In China, traditional herbal preparations still account for 30–50% of the total medicinal consumption [18]. Due to better efficiency and fewer side effects, traditional medicine, also called complementary and alternative medicine (CAM), is popular in all regions of the developing world, and its use is spreading rapidly in developed countries [19]. In recent years, medicinal herbs have become popular for the management of endometriosis-associated symptoms [20]. GXXYW treatment is designed by practitioners based on their clinical experience for patients with endometriosis to resolve blood stasis. In the current study, we examined the therapeutic potential of GXXYW, determined its ability to reduce ectopic growth, and explored the possible mechanism of action in an animal model, which can provide theoretical foundation for endometriosis treatment and let us know more about pathogenesis of this disease.
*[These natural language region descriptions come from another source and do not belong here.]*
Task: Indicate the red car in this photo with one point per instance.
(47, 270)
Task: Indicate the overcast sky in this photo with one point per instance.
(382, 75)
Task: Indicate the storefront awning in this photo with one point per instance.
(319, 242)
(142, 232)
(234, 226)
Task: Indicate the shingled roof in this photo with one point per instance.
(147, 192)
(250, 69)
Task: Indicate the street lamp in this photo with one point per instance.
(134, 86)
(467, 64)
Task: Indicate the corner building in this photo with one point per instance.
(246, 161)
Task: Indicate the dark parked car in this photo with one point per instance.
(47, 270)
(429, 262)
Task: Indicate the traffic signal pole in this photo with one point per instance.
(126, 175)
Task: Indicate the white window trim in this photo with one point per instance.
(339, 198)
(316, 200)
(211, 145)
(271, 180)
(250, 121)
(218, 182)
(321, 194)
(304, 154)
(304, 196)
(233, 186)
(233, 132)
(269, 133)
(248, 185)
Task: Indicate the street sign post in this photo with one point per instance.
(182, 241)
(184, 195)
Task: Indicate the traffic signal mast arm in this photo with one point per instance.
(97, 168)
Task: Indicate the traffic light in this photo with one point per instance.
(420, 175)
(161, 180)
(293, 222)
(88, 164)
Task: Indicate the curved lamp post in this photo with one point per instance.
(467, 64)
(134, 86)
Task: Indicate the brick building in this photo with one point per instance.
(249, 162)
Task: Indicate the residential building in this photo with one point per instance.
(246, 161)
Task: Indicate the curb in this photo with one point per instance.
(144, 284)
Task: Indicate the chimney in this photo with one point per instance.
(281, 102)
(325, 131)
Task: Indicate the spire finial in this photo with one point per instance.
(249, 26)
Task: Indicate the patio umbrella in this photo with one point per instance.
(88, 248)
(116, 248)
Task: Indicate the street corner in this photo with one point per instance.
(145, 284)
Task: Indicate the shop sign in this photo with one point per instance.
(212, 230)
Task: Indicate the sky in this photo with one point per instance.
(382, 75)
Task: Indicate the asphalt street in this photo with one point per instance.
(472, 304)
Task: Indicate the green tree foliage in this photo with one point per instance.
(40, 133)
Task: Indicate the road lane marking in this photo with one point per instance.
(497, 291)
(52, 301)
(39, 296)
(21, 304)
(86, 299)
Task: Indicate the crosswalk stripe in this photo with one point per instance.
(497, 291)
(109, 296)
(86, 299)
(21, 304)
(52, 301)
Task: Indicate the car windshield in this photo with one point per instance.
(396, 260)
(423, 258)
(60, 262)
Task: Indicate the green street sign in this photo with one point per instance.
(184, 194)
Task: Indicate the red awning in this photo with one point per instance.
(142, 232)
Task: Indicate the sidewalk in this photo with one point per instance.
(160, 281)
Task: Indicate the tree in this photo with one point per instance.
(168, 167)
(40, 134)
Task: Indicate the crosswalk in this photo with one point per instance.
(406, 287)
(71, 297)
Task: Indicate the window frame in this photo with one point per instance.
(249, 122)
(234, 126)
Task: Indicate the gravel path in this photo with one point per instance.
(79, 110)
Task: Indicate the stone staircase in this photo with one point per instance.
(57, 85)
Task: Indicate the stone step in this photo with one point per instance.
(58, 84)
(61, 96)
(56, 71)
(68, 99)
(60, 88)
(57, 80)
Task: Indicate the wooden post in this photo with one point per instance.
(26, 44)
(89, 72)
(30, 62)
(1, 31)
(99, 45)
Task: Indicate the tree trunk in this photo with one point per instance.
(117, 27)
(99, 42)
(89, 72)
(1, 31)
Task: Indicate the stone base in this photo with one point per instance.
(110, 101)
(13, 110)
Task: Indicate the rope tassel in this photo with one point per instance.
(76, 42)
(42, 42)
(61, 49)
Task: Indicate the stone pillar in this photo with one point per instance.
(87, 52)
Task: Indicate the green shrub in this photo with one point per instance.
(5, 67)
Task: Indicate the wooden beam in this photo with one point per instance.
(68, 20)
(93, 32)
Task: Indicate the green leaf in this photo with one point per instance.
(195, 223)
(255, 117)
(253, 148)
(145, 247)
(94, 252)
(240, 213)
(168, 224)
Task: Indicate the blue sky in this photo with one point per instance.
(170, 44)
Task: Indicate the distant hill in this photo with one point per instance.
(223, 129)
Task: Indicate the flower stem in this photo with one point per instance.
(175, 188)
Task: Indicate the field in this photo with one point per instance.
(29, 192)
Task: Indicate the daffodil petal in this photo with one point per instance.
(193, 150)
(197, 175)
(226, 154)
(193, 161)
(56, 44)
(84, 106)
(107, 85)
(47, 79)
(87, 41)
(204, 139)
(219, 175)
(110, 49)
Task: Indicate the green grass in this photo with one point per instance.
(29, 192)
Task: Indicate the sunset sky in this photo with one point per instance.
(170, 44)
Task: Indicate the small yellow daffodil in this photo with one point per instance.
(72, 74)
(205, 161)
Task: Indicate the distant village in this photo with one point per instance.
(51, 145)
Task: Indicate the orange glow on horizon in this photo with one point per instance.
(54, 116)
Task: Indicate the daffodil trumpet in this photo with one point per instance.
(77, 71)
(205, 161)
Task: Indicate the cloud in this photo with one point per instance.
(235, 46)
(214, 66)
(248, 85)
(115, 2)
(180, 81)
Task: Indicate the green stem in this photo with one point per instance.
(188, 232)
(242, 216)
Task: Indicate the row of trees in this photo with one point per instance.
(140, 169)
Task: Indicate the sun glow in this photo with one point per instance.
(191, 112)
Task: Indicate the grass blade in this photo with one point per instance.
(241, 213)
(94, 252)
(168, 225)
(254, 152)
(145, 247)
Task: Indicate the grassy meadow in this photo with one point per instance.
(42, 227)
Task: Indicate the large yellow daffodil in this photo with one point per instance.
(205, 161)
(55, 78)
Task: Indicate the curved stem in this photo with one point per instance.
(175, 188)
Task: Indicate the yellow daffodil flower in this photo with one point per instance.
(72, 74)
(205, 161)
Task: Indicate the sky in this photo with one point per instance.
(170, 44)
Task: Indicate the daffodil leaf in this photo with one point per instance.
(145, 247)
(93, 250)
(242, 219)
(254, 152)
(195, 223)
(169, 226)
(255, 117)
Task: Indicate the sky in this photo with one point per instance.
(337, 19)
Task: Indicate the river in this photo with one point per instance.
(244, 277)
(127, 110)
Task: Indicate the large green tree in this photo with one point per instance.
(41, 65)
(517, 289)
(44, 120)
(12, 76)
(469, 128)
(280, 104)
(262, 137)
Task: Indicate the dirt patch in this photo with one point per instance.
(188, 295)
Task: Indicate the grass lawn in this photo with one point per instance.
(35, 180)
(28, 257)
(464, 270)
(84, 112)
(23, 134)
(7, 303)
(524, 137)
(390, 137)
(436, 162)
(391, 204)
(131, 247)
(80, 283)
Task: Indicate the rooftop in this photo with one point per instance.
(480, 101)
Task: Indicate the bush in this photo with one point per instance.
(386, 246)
Our studies of a rat model of endometriosis demonstrated that a physiological dose (which is 10 times as many as the amounts administered to humans) of GXXYW given for 28 days caused a significant reduction in the volume of the lesion size, and, as the dose increased, the lesion became smaller. It is widely accepted that apoptosis, cell proliferation, and the cell-mediated immune response contribute to the growth of endometriotic lesions [21]. Therefore, in our research, we used a TUNEL assay to examine the occurrence of apoptosis in rat endometrial cells and IHC to determine the distribution of PCNA within the lesions, which indicates cell proliferation. We found that treatment with GXXYW diminished cell proliferation and induced apoptosis in endometriotic lesions.

T lymphocytes play essential roles in the pathogenesis of endometriosis [22]. A decrease in the CD4 : CD8 ratio was observed in patients with endometriosis, which is an indication of the inhibition of the cell-mediated immune response [23]. Our present work showed that treatment with GXXYW can increase the CD4 : CD8 ratio, which suggests that it can enhance the cell-mediated immune response within patients that would result in the removal of ectopic cells.

Compared with traditional Chinese formulas that have been mostly reported, GXXYW reduced the volume of lesion size as much as Guizhi Fuling Capsule [13], which is much more than other formulas, such as Wenshen Xiaozheng Tang [24] and Sanjie Zhentong Capsule [25], and also showed a significantly improvement of cell-mediated immune response. However, there are some limitations of our study. Although biological behaviours of autologous endometrial explants were similar to human lesions in vivo, it may be more persuasive to evaluate the effects of GXXYW in human in vivo or in vitro. Another limitation of our study was that we only assessed the effects of GXXYW using different doses and did not compare with traditional western and Chinese medicine that have already been used clinically. In our research, we only find some aspects that GXXYW may influence, so future studies should be evaluated in other fields, such as angiogenesis and inflammation.

5. Conclusions

In summary, the present study has shown that GXXYW significantly reduced the size of the endometrial explants in this rat model, which may be caused by the inhibition of cell proliferation, an induction in apoptosis, or the regulation of the cell-mediated immune response.

Conflict of Interests

The authors declare that there is no conflict of interests regarding the publication of this paper.


This work was supported by Science and Technology Commission of Shanghai Municipality, China (Grant no. 12401902200).